Paul Hindemith’s (1895-1963) www.hindemith.info/en/life-work/biography Sonata for double bass and piano was written during a holiday in Taos, New Mexico. The Allegretto moves off quickly with a lively theme for double bass and piano, each bringing a freely tonal line, so typically Hindemith. These players bring a very fine rhythmic lilt with some lovely little quieter moments before skipping to the end. There is a terrific, agile Scherzo with some very fine fast piano phrases from Klipfel and a lovely little coda before the Molto adagio – Recitativo – Lied where the double bass brings a yearning, rich melody, pointed up by piano phrases with de Groot displaying the rich melodic textures of his instrument to the full. There are some very fine flowing passages before a torrent of cascading phrases from the piano is reflected by the double-bass with de Groot showing more terrific agility. After a gently rhythmic section, a gentle slow passage arrives before the music picks up to move to the buoyant coda.

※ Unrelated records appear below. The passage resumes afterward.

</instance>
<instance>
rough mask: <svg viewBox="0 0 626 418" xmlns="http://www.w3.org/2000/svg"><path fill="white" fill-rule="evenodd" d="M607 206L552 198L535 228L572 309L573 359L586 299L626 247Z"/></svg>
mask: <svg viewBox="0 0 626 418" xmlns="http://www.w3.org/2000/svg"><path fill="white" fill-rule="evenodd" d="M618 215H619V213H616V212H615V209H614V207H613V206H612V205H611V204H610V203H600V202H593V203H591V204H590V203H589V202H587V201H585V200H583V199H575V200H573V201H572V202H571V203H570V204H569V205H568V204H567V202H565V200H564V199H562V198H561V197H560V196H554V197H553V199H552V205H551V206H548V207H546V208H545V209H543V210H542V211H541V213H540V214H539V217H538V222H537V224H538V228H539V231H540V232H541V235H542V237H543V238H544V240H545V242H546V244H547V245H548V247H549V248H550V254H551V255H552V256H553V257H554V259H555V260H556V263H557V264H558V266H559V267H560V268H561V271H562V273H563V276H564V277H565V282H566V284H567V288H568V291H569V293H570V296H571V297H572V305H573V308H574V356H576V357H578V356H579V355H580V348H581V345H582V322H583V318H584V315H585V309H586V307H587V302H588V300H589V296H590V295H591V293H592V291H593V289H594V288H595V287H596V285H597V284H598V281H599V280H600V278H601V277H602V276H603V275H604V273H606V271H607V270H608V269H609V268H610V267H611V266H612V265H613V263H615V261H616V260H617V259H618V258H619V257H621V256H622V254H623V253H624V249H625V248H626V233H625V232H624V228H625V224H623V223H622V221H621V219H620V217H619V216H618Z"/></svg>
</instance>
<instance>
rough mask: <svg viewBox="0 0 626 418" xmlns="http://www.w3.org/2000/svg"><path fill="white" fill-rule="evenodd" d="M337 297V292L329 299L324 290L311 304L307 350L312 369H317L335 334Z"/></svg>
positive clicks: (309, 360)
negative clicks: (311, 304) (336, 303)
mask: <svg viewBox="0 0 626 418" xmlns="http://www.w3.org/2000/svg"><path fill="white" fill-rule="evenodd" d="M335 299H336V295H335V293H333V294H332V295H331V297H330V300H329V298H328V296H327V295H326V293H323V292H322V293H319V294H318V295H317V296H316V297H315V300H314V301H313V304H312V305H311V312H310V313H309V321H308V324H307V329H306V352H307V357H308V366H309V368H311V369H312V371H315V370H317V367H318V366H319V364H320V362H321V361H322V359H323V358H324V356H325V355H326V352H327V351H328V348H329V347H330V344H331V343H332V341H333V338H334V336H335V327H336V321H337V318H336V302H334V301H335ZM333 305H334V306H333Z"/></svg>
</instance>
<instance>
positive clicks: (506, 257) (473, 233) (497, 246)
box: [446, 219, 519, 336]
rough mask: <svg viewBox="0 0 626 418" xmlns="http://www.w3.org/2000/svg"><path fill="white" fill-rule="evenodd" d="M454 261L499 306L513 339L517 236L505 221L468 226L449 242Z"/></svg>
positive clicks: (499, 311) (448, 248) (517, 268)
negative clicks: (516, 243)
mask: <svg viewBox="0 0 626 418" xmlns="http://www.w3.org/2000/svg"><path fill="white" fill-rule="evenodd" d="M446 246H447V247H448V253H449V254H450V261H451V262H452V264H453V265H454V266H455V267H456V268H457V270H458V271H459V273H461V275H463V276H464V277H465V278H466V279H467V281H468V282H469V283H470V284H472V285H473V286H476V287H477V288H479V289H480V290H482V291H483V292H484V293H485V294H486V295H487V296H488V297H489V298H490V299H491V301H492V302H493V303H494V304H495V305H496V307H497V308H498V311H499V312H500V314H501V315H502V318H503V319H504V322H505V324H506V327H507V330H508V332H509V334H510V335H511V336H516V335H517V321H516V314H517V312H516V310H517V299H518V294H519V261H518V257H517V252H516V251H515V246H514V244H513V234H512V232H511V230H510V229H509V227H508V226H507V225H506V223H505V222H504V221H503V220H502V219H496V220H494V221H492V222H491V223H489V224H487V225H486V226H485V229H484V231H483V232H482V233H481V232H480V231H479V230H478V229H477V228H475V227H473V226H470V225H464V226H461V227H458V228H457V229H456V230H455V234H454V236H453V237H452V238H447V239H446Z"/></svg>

This sonata is revealed as a richly rewarding work that is well work hearing.

As a double bass player the Latvian composer, Pēteris Vasks (b.1946) www.schott-music.com/shop/persons/featured/peteris-vasks has an intimate knowledge of his instrument. His Sonata for solo double bass was written in 1986 and is in four movements. The Monologo opens with hushed double-bass pizzicato phrases low in the register which run quickly upwards before the bow adds a rich, powerful line between pizzicato phrases. Soon the bowed double-bass brings a fuller melody around which pizzicato runs still occur, becoming increasingly passionate before falling back, with ruminating pizzicato phrases and leading into the Fantasia. The double-bass brings some strange little shifting phrases, varying in texture with deep resonating pizzicato phrases. Slowly the music tries to develop into a longer rich melody but the unusual effects continue, becoming more dynamic and dramatic at times.

The Toccata brings some dramatically bowed phrases played with incredible accuracy, panache and assurance. This is a brilliantly aggressive, dynamic toccata in which de Groot extracts some wonderful timbres and textures from his instrument. The music eventually rises to a moment of anguish high in the register as the coda arrives. The Melodia brings a fine melody that one feels has been trying to emerge throughout this work, a melody that is anguished and passionate. It rises up yet soon falls, becoming rather solemn before de Groot vocalises against a deep instrumental line that brings about the coda. This is a terrific movement to end a fine work.

Niek de Groot and Catherine Klipfel give winning performances of all of these works, de Groot bringing an especially musical tone to every register of his lovely instrument. 

The excellent recording handles the lower textures of the double bass extremely well and there are excellent booklet notes from de Groot.